A Welcome National Obsession

Why golf? I can’t answer that question, it only throws up more unanswerable questions. Why should golf, a game whose true intricacies I will probably never master, exert such a hold over me?

I’ve been thinking about this a lot recently. The winter and a new career in the voluntary sector have conspired to keep me indoors. The trials and tribulations of securing funding and a good blast of Scottish weather have made golf take a back seat.

And yet it’s always there. Perhaps the absence magnifies its looming presence.

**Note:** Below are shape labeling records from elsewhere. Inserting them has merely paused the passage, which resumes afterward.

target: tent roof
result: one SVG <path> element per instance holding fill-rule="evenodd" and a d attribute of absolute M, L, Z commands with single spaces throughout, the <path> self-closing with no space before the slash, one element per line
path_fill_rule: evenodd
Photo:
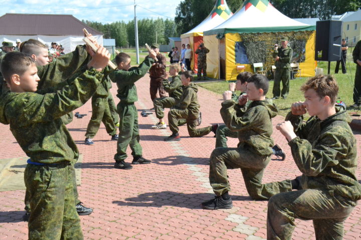
<path fill-rule="evenodd" d="M 194 28 L 183 34 L 181 36 L 186 36 L 186 34 L 188 36 L 193 33 L 195 33 L 196 35 L 198 34 L 198 35 L 202 36 L 202 34 L 199 34 L 199 33 L 210 30 L 215 26 L 218 26 L 230 18 L 233 14 L 228 8 L 226 0 L 217 0 L 213 9 L 209 15 L 206 18 L 206 19 Z"/>
<path fill-rule="evenodd" d="M 204 34 L 291 32 L 315 28 L 284 15 L 267 0 L 246 0 L 233 16 Z"/>
<path fill-rule="evenodd" d="M 72 15 L 6 14 L 0 16 L 0 34 L 83 36 L 86 28 L 93 35 L 103 35 Z"/>

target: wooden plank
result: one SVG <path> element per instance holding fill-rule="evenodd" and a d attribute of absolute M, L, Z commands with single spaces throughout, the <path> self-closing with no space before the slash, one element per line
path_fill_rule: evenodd
<path fill-rule="evenodd" d="M 152 50 L 152 49 L 150 48 L 149 48 L 149 45 L 148 45 L 147 44 L 145 44 L 145 46 L 146 47 L 147 49 L 148 49 L 148 50 L 150 52 L 154 52 L 153 50 Z M 156 58 L 156 56 L 155 58 L 154 58 L 154 60 L 155 61 L 158 60 L 158 58 Z"/>
<path fill-rule="evenodd" d="M 96 52 L 97 50 L 98 50 L 98 48 L 90 40 L 89 38 L 83 38 L 83 40 L 89 46 L 92 48 L 92 49 L 95 52 Z M 115 64 L 113 63 L 112 62 L 109 60 L 109 62 L 108 62 L 108 66 L 109 66 L 110 68 L 111 68 L 113 69 L 116 69 L 117 66 L 115 66 Z"/>

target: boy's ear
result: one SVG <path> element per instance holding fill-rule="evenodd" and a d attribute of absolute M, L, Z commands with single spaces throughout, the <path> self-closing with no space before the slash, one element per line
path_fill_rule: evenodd
<path fill-rule="evenodd" d="M 13 74 L 10 77 L 10 82 L 11 84 L 19 86 L 20 85 L 20 76 L 17 74 Z"/>

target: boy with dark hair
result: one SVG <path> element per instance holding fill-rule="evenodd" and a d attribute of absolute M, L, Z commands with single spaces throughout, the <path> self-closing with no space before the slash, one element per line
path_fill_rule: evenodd
<path fill-rule="evenodd" d="M 316 239 L 341 240 L 343 222 L 361 198 L 356 140 L 345 109 L 335 107 L 338 86 L 332 76 L 313 77 L 301 90 L 305 102 L 292 104 L 276 128 L 302 175 L 287 180 L 288 191 L 298 190 L 270 199 L 267 239 L 290 240 L 295 218 L 301 218 L 313 220 Z M 307 112 L 311 116 L 304 122 Z"/>
<path fill-rule="evenodd" d="M 178 103 L 168 112 L 168 122 L 171 135 L 164 138 L 166 142 L 179 141 L 180 136 L 178 132 L 178 126 L 182 119 L 187 120 L 188 133 L 191 137 L 204 136 L 211 132 L 216 132 L 218 124 L 197 128 L 197 118 L 200 114 L 200 105 L 197 98 L 198 88 L 192 82 L 193 73 L 192 71 L 185 71 L 180 74 L 180 80 L 183 86 L 183 92 Z"/>
<path fill-rule="evenodd" d="M 38 69 L 40 67 L 42 67 L 42 66 L 46 67 L 46 65 L 48 65 L 49 64 L 48 56 L 48 46 L 38 40 L 29 39 L 27 41 L 23 42 L 20 45 L 20 50 L 21 52 L 31 56 L 31 58 L 34 60 Z M 62 82 L 61 84 L 58 83 L 57 84 L 59 86 L 57 88 L 57 89 L 60 90 L 61 89 L 61 87 L 65 86 L 68 84 L 69 82 L 68 81 L 64 81 Z M 49 83 L 48 86 L 49 86 L 51 84 L 52 84 Z M 57 84 L 54 84 L 53 86 L 56 86 Z M 38 86 L 38 88 L 37 88 L 36 92 L 45 94 L 46 93 L 55 92 L 56 92 L 56 89 L 53 89 L 51 88 L 48 88 L 47 89 L 43 88 L 40 88 Z M 71 112 L 68 114 L 66 114 L 63 116 L 62 116 L 61 118 L 64 124 L 69 124 L 73 120 L 72 112 Z M 84 206 L 80 200 L 78 199 L 79 194 L 78 194 L 78 190 L 76 186 L 76 179 L 75 172 L 73 173 L 73 175 L 74 179 L 73 188 L 74 192 L 74 198 L 75 200 L 75 204 L 77 208 L 77 212 L 79 215 L 90 214 L 93 212 L 93 209 L 90 208 L 87 208 Z M 25 210 L 26 210 L 26 213 L 23 217 L 24 220 L 28 220 L 29 219 L 29 216 L 31 212 L 29 199 L 28 199 L 29 198 L 29 196 L 28 195 L 28 193 L 27 191 L 25 194 Z"/>
<path fill-rule="evenodd" d="M 119 70 L 110 74 L 112 82 L 118 86 L 117 96 L 120 102 L 117 106 L 119 114 L 119 133 L 117 144 L 117 153 L 114 155 L 114 168 L 128 170 L 133 167 L 124 160 L 127 158 L 126 149 L 129 145 L 132 150 L 132 164 L 148 164 L 151 161 L 142 156 L 138 126 L 138 111 L 134 102 L 138 100 L 134 83 L 143 76 L 154 63 L 156 54 L 149 52 L 149 55 L 138 67 L 130 68 L 130 56 L 120 52 L 115 56 Z"/>
<path fill-rule="evenodd" d="M 10 124 L 30 158 L 24 173 L 32 209 L 30 240 L 83 238 L 73 190 L 72 168 L 79 152 L 60 117 L 86 102 L 102 78 L 110 54 L 103 47 L 92 54 L 90 70 L 62 90 L 44 95 L 35 92 L 40 79 L 31 57 L 12 52 L 2 62 L 11 92 L 0 100 L 0 122 Z"/>
<path fill-rule="evenodd" d="M 229 84 L 230 90 L 232 92 L 232 99 L 235 102 L 238 102 L 238 99 L 242 96 L 246 94 L 247 90 L 247 81 L 252 76 L 253 74 L 248 72 L 244 72 L 239 74 L 237 76 L 237 80 L 236 83 L 231 82 Z M 236 90 L 240 90 L 241 94 L 237 96 L 236 94 Z M 272 100 L 271 99 L 266 98 L 266 100 L 272 104 Z M 236 114 L 240 116 L 247 110 L 247 107 L 252 102 L 252 101 L 247 102 L 247 104 L 242 106 L 236 104 L 235 105 L 235 110 Z M 225 125 L 220 126 L 217 128 L 216 132 L 216 148 L 227 148 L 227 137 L 236 138 L 238 136 L 238 132 L 232 131 L 230 130 Z M 282 148 L 278 145 L 275 144 L 272 148 L 273 154 L 275 155 L 277 158 L 280 158 L 283 161 L 286 158 L 286 154 L 282 151 Z"/>
<path fill-rule="evenodd" d="M 287 184 L 262 184 L 265 168 L 271 160 L 273 140 L 271 118 L 278 112 L 277 108 L 266 100 L 268 80 L 262 75 L 252 76 L 247 84 L 247 95 L 239 98 L 238 104 L 252 101 L 247 110 L 239 115 L 235 109 L 237 104 L 232 100 L 232 92 L 223 94 L 221 115 L 226 126 L 238 132 L 238 148 L 217 148 L 211 155 L 210 182 L 216 198 L 202 204 L 205 209 L 230 208 L 232 200 L 227 169 L 241 168 L 248 194 L 255 199 L 268 199 L 284 192 Z M 284 186 L 284 185 L 286 185 Z"/>
<path fill-rule="evenodd" d="M 175 105 L 180 98 L 183 90 L 182 81 L 178 73 L 180 70 L 180 66 L 178 64 L 172 64 L 169 66 L 169 71 L 165 72 L 165 77 L 163 80 L 163 86 L 169 96 L 164 96 L 154 99 L 153 101 L 155 116 L 159 119 L 159 122 L 151 126 L 153 129 L 165 129 L 166 124 L 164 122 L 164 108 L 172 108 Z M 170 82 L 168 80 L 169 76 L 171 76 Z"/>

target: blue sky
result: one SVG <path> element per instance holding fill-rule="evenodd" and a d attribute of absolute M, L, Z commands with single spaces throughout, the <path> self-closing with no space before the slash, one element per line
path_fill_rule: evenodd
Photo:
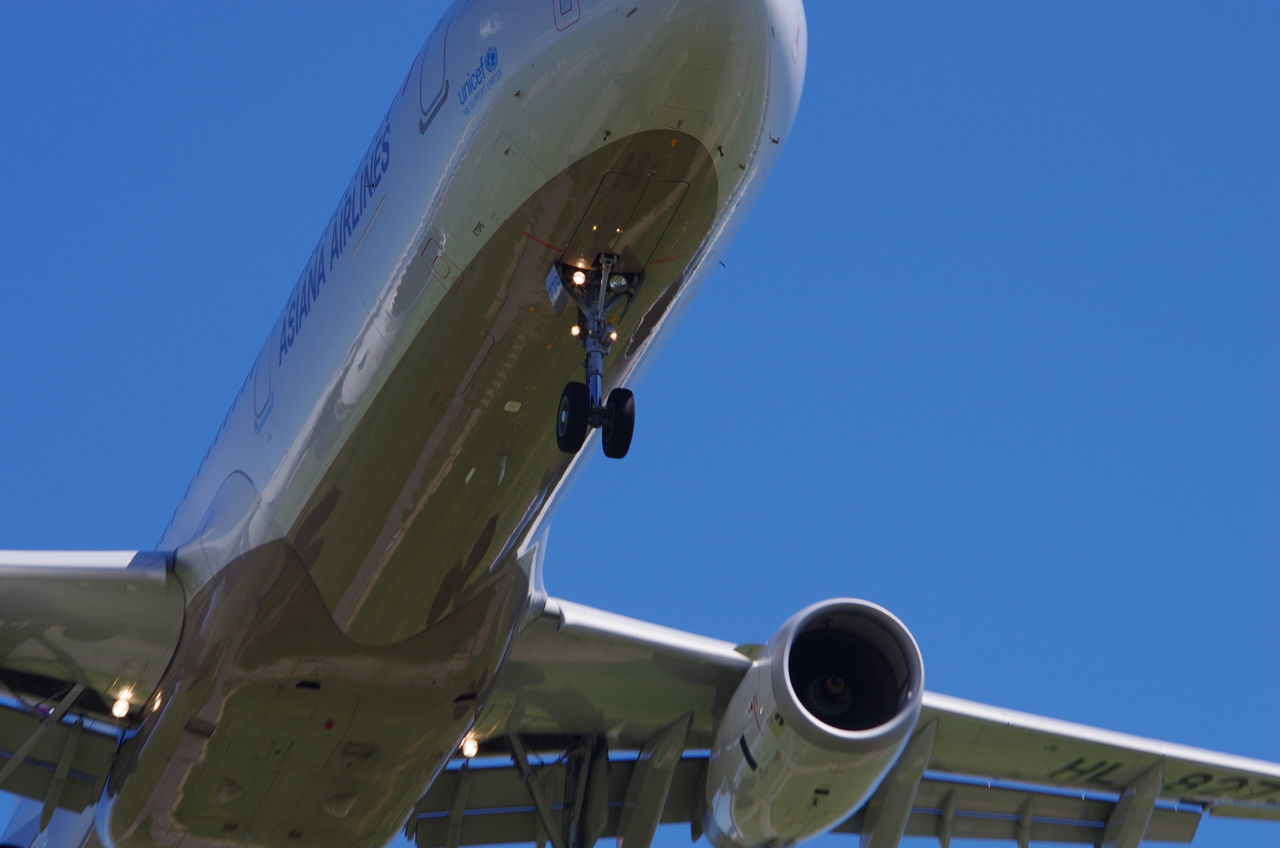
<path fill-rule="evenodd" d="M 0 5 L 0 547 L 154 544 L 442 5 Z M 1280 761 L 1280 6 L 808 14 L 549 588 L 744 642 L 865 597 L 934 690 Z"/>

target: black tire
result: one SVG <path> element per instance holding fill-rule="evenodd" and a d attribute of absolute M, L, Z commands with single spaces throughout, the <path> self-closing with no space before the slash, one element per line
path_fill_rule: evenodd
<path fill-rule="evenodd" d="M 621 460 L 631 450 L 631 436 L 636 429 L 636 396 L 630 389 L 616 388 L 609 392 L 604 410 L 600 446 L 611 460 Z"/>
<path fill-rule="evenodd" d="M 586 441 L 590 415 L 591 401 L 586 395 L 586 383 L 566 383 L 556 410 L 556 444 L 559 450 L 577 453 Z"/>

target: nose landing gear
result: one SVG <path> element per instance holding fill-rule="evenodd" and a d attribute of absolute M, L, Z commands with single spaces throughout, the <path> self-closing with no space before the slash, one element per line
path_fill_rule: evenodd
<path fill-rule="evenodd" d="M 600 446 L 609 459 L 620 460 L 631 448 L 631 434 L 636 425 L 635 395 L 625 388 L 614 388 L 608 400 L 604 398 L 604 357 L 618 338 L 605 314 L 618 298 L 630 296 L 634 287 L 625 274 L 613 273 L 617 263 L 616 255 L 602 254 L 598 278 L 594 272 L 588 274 L 576 269 L 568 277 L 571 282 L 559 277 L 558 268 L 552 269 L 552 274 L 561 279 L 561 286 L 577 304 L 579 324 L 573 328 L 573 334 L 581 339 L 586 352 L 582 361 L 586 382 L 567 383 L 556 410 L 556 444 L 566 453 L 576 453 L 593 427 L 600 428 Z"/>

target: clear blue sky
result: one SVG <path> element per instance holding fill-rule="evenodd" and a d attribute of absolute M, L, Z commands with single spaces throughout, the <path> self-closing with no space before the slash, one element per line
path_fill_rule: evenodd
<path fill-rule="evenodd" d="M 155 543 L 442 5 L 0 4 L 0 547 Z M 1280 5 L 808 13 L 549 588 L 735 640 L 865 597 L 932 689 L 1280 761 Z"/>

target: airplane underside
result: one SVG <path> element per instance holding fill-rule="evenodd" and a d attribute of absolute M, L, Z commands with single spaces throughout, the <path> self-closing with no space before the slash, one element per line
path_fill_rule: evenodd
<path fill-rule="evenodd" d="M 188 683 L 108 787 L 116 844 L 385 844 L 486 699 L 530 603 L 516 551 L 572 466 L 553 421 L 582 352 L 548 269 L 613 254 L 639 281 L 613 314 L 621 383 L 716 197 L 695 138 L 637 133 L 553 177 L 449 274 L 303 518 L 188 606 L 160 688 Z M 431 259 L 397 297 L 449 269 Z"/>

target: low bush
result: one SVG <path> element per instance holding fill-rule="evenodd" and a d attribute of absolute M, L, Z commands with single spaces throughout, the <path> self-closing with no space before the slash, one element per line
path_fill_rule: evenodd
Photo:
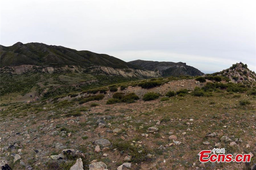
<path fill-rule="evenodd" d="M 109 88 L 109 90 L 110 92 L 116 92 L 117 91 L 117 88 L 116 87 L 113 87 Z"/>
<path fill-rule="evenodd" d="M 250 102 L 247 100 L 241 100 L 239 101 L 239 104 L 241 106 L 245 106 L 250 103 Z"/>
<path fill-rule="evenodd" d="M 109 99 L 107 101 L 106 104 L 107 105 L 112 105 L 116 103 L 120 103 L 121 101 L 119 99 Z"/>
<path fill-rule="evenodd" d="M 102 94 L 98 94 L 95 96 L 89 96 L 86 98 L 82 98 L 80 100 L 78 103 L 79 104 L 81 105 L 91 101 L 101 100 L 104 98 L 104 95 Z"/>
<path fill-rule="evenodd" d="M 176 95 L 176 93 L 175 93 L 175 92 L 173 91 L 169 91 L 165 94 L 165 96 L 168 97 L 170 97 L 172 96 L 174 96 Z"/>
<path fill-rule="evenodd" d="M 206 81 L 205 78 L 204 77 L 198 77 L 196 79 L 196 80 L 197 81 L 199 81 L 199 82 L 200 83 L 204 83 L 204 82 L 205 82 Z"/>
<path fill-rule="evenodd" d="M 148 101 L 154 100 L 157 99 L 160 95 L 155 92 L 148 92 L 145 94 L 143 96 L 143 100 L 144 101 Z"/>
<path fill-rule="evenodd" d="M 93 103 L 91 104 L 91 107 L 95 107 L 95 106 L 99 106 L 99 105 L 98 103 Z"/>
<path fill-rule="evenodd" d="M 122 85 L 120 86 L 120 90 L 124 90 L 126 88 L 127 88 L 128 87 L 128 86 L 126 85 Z"/>
<path fill-rule="evenodd" d="M 162 81 L 160 80 L 153 80 L 142 82 L 139 83 L 138 85 L 142 88 L 148 89 L 160 85 L 162 84 Z"/>
<path fill-rule="evenodd" d="M 192 95 L 196 96 L 202 96 L 204 95 L 204 91 L 198 87 L 196 87 L 192 92 Z"/>
<path fill-rule="evenodd" d="M 125 95 L 122 99 L 122 102 L 131 103 L 134 102 L 136 100 L 139 99 L 139 96 L 136 95 L 134 93 L 131 93 Z"/>
<path fill-rule="evenodd" d="M 179 94 L 180 93 L 187 94 L 189 91 L 186 89 L 182 89 L 176 92 L 176 93 L 177 94 Z"/>
<path fill-rule="evenodd" d="M 100 92 L 106 94 L 107 93 L 107 91 L 108 91 L 108 89 L 102 89 L 100 90 Z"/>

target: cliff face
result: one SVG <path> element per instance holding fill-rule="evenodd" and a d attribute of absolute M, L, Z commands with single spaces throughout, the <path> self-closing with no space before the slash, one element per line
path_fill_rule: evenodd
<path fill-rule="evenodd" d="M 159 71 L 160 74 L 163 77 L 196 76 L 204 74 L 196 68 L 187 65 L 186 63 L 181 62 L 159 62 L 138 60 L 128 63 L 146 70 Z"/>
<path fill-rule="evenodd" d="M 109 76 L 120 76 L 125 78 L 157 78 L 161 75 L 157 72 L 132 68 L 114 69 L 112 67 L 93 66 L 88 67 L 75 65 L 63 67 L 44 67 L 30 65 L 22 65 L 4 67 L 1 69 L 3 73 L 20 74 L 28 72 L 42 72 L 49 74 L 61 72 L 84 73 L 93 75 L 105 74 Z"/>

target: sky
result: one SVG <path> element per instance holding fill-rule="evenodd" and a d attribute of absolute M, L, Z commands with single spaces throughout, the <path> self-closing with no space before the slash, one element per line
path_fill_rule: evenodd
<path fill-rule="evenodd" d="M 0 1 L 0 44 L 42 42 L 125 61 L 256 71 L 256 1 Z"/>

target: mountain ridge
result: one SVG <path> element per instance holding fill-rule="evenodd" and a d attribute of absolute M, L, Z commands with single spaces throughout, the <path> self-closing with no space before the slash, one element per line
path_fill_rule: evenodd
<path fill-rule="evenodd" d="M 132 64 L 151 71 L 159 71 L 163 77 L 202 76 L 204 74 L 198 69 L 187 65 L 185 63 L 158 62 L 137 60 L 129 62 Z"/>
<path fill-rule="evenodd" d="M 18 42 L 12 46 L 0 45 L 0 67 L 23 64 L 47 66 L 101 65 L 117 68 L 141 69 L 108 55 L 77 51 L 62 46 Z"/>

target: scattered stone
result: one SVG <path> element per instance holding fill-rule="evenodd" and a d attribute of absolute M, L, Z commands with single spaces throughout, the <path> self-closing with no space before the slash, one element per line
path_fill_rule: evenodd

Why is it that as I snatch a few moments at my desk in the evening, writing for fun or for money (or both) the picture that grabs me is not of the football or rugby legends but the golfing legend I have never met. Jack Nicklaus, who in my unofficial hero’s gallery is probably the man I have least in common with, is the one I admire the most (this might be partly because a sympathetic lady member once told me on the putting green that my grip reminded her of the Golden Bear).

Why is it that not having played for a few months the new mind plan that gave me a reasonable season last year (playing the averages, staying calm) has been replaced in my mind’s eye by a new risk taking power game that I have neither the skill or a good enough back to pull off?

Why do the badminton racquet, tennis racquet and bowls that I have used more often in the past few months remain in the car boot but the golf clubs sit in the hallway, putter and balls out and asking for a few moments of practice?

Last weekend my brother came to stay. We made no decision about his impending stag weekend. But we are now committed to spending a weekend playing the course that we grew up on before he gets married. Neither of us have played there for ten years. Yet we could remember every hole, we could discuss the best approach to each hole, we could recall in incredible detail our finest displays on each of those holes (and some of our worst ones as well!).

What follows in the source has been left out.